Zweete Männer vor Heide-Wochen

Mit dem Derby in Groß Glienicke beginnen für unsere Zweete die „Heide-Wochen“ – drei Gegner rund um die Döberitzer Heide: nach Glienicke folgen Dallgow II und Lok Elstal. Das Duell bei den Rot/Weißen ist bereits das 22., gegen keinen anderen Gegner spielte unsere Zweete öfter. Die Spiele gegen den SVD II und die Lok werden übrigens die Duelle Nr. 12 und 15 sein – im Gegensatz zu Groß Glienicke gegen beide mit positiver Bilanz.
Die SG Rot/Weiß Groß Glienicke also, das 22. Derby seit 2007, als am Ende der Saison beide gemeinsam in die Kreisliga aufstiegen.
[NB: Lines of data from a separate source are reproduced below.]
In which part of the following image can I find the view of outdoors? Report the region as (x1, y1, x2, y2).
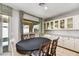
(0, 15, 9, 53)
(23, 25, 29, 34)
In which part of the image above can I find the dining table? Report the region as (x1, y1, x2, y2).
(16, 37, 51, 54)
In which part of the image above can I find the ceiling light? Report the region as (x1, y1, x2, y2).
(39, 3, 48, 10)
(39, 3, 45, 7)
(45, 6, 48, 10)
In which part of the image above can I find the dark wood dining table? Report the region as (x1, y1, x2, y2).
(16, 37, 51, 54)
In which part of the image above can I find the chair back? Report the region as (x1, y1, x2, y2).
(49, 37, 59, 56)
(39, 41, 51, 56)
(39, 37, 59, 56)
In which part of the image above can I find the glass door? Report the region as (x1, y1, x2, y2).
(0, 4, 12, 55)
(0, 14, 2, 55)
(2, 15, 9, 53)
(0, 14, 10, 55)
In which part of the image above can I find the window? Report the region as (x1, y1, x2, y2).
(23, 25, 29, 34)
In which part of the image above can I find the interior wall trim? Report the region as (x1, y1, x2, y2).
(23, 11, 41, 19)
(58, 45, 79, 54)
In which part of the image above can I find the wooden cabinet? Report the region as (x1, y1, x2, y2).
(58, 36, 64, 47)
(73, 15, 79, 29)
(67, 18, 73, 28)
(74, 38, 79, 52)
(44, 23, 46, 30)
(47, 22, 49, 29)
(50, 21, 53, 29)
(63, 37, 74, 50)
(44, 15, 79, 30)
(44, 15, 79, 52)
(54, 20, 58, 29)
(45, 21, 51, 30)
(58, 36, 79, 52)
(60, 19, 65, 29)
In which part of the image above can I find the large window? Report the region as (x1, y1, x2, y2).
(33, 24, 39, 37)
(23, 25, 29, 34)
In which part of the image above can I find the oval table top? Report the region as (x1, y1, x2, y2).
(16, 37, 51, 51)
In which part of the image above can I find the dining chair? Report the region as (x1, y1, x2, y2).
(48, 37, 59, 56)
(31, 37, 59, 56)
(39, 41, 51, 56)
(31, 41, 51, 56)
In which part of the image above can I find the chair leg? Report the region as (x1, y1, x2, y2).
(39, 50, 41, 56)
(26, 51, 32, 56)
(53, 52, 56, 56)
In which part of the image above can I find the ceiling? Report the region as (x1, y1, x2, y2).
(4, 3, 79, 19)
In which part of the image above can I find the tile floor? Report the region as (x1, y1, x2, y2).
(2, 43, 79, 56)
(56, 47, 79, 56)
(13, 46, 79, 56)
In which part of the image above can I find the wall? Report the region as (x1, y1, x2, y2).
(23, 13, 43, 36)
(11, 9, 20, 44)
(46, 8, 79, 21)
(39, 18, 45, 36)
(46, 30, 79, 38)
(53, 8, 79, 20)
(23, 14, 39, 22)
(11, 9, 40, 43)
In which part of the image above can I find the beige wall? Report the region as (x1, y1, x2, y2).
(11, 9, 20, 43)
(23, 14, 39, 22)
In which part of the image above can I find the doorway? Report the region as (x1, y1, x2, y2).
(0, 14, 11, 55)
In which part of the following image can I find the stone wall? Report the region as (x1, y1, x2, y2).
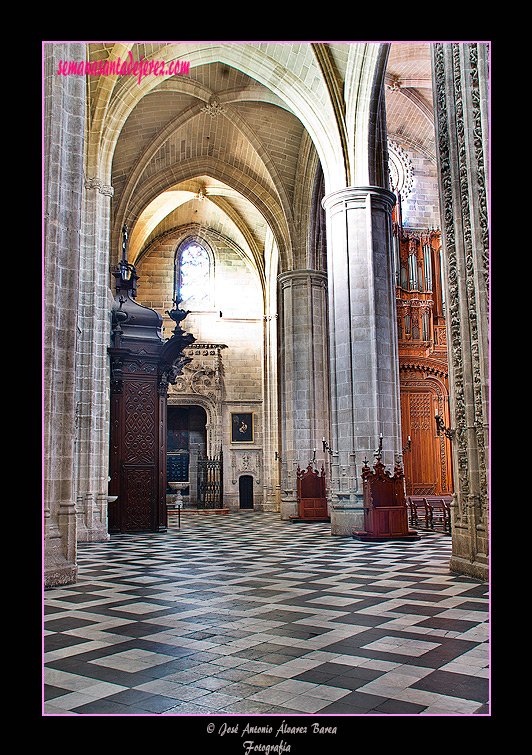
(401, 151, 440, 230)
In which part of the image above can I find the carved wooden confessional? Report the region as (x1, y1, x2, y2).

Das erste Spiel ging 0:2 verloren, mit auf dem Platz standen die blutjungen David Berker und Willi Höhne. Den ersten Sieg gab es erst über ein Jahr später, am Ende der Folgesaison, als der Klassenerhalt beider bereits feststand. Es war am letzten Spieltag 08/09 auch der bisher einzige Auswärtssieg unserer Zweeten. Höhne stand erneut auf dem Platz, neben dem Zweifachtorschützen Senger Sen., legte das entscheidende 3:0 für Brandt auf. Berker feierte zum selben Zeitpunkt gut 60km weiter südöstlich mit der Ersten beim 2:1 gegen Eintracht KW den Landesliga-Aufstieg.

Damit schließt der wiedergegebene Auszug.